All times are in Coordinated Universal Time (UTC)

April 16, 2024

1:15 PM: The high throughput alert (P1) for Sidekiq began, and the team started investigating the incident.
1:21PM: The queue was not draining quickly enough, so the incident was escalated to P0. Queue latency exceeded 5s.
1:40PM: The team identified the account causing the issue, initially attributing it to high website traffic.
2:00PM: More workers were added to process the queues faster, but new jobs continued to be added rapidly.
2:36 PM: The developer from the problematic account contacted us, revealing a bug in their system that caused a loop in the API calls.
3:08PM: The account causing the issue was suspended.
3:24PM: The system returned to stability.
4:15PM: Some users reported missing messages in their conversations.
5:00PM: The team discovered some jobs had gone missing during the incident.

April 17, 2024

The data lost during the event has been recovered. Our team has alerted the affected accounts describing the steps to share the lost data and the incident was resolved.

What happened

We observed an increase in message creation requests, resulting in a backlog of background jobs. Although we tried to address this by adding more workers to process the queue, the backlog kept growing.

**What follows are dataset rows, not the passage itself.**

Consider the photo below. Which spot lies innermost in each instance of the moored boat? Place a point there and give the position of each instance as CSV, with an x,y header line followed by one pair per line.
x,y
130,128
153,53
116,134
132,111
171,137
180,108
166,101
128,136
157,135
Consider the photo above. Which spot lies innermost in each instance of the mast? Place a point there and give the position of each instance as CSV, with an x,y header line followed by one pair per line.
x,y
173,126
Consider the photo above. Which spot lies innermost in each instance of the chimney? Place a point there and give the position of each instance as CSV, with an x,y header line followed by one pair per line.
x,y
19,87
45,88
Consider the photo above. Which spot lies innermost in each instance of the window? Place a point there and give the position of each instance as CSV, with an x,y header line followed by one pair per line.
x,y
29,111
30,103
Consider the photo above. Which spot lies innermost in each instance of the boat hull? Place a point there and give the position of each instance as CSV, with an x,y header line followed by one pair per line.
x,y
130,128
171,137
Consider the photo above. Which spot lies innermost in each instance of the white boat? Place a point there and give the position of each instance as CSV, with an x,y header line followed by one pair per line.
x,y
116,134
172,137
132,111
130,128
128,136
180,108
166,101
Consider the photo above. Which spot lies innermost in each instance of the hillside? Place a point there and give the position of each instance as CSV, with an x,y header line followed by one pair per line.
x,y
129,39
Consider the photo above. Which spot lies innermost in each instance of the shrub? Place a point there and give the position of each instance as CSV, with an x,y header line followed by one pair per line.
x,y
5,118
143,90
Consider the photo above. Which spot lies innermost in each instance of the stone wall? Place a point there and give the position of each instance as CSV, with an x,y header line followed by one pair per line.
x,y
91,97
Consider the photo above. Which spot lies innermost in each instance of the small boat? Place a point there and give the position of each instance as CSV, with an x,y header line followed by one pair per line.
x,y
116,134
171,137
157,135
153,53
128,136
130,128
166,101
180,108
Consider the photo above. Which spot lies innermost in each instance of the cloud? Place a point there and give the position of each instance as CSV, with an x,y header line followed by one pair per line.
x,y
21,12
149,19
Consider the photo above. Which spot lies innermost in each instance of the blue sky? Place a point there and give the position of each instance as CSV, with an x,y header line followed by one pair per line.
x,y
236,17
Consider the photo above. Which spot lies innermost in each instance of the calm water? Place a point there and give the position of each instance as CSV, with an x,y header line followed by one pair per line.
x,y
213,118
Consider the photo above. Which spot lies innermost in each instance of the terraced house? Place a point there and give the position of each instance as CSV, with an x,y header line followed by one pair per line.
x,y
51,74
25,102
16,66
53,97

We found that most of the background jobs were generated by a single account. We initially speculated that high website traffic and volume of conversations were to blame. However, we later identified a bug in the customer's system triggering the surge in message creation.

This backlog resulted in a delay in message delivery, with latencies exceeding 5 seconds. However, after blocking the requests from the account, we were able to restore system back to a stable state.

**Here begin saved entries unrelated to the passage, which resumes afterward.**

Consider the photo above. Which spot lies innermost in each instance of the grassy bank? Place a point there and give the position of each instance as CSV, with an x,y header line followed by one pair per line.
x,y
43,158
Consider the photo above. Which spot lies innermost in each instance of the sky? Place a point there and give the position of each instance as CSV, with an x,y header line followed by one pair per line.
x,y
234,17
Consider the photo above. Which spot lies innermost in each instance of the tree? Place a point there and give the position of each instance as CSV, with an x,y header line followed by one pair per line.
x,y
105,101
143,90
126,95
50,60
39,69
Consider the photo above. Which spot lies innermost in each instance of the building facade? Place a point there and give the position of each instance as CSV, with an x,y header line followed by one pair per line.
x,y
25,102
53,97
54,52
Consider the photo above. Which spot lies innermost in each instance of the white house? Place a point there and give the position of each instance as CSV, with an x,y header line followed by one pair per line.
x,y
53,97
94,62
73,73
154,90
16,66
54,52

During our investigation into the incident, we discovered that some received messages were not created in Chatwoot. We have also received similar reports from customers. After examining the logs, we found a significant number of missing jobs. This was an unexpected behavior and the first time we saw such an issue.

We queued the background jobs using Sidekiq, which utilizes Redis. In our Redis DB configuration, we set the eviction policy as allkeys-lru. A surge in events resulted in a memory overflow, causing Redis to evict keys based on this policy. Due to this, we lost a lot of jobs which were yet to be executed.

We were able to recover all of the missing message from our logs. Our initial plan was to restore as many messages as possible to their original conversations. However, we discovered that new messages have already been added to most conversations. As a result, importing the missing messages could lead to confusion for those managing the conversation.

We notified the customers impacted by the incident and offered them with an option to get an excel export of the messages that were missed during the incident.

Next steps:

The incident allowed us to identify the shortcomings in our systems. As a result, we will be updating our systems as follows.

Rate limiting for authenticated accounts: We already had a rate limited for unauthenticated users, however we will be adding better rate-limiting constraints for authenticated users as well. This will include a limit on the number of messages a user can create within a specific time frame.
Moving the database backed background jobs: We will be working towards a more persistent job queues for data-sensitive operations.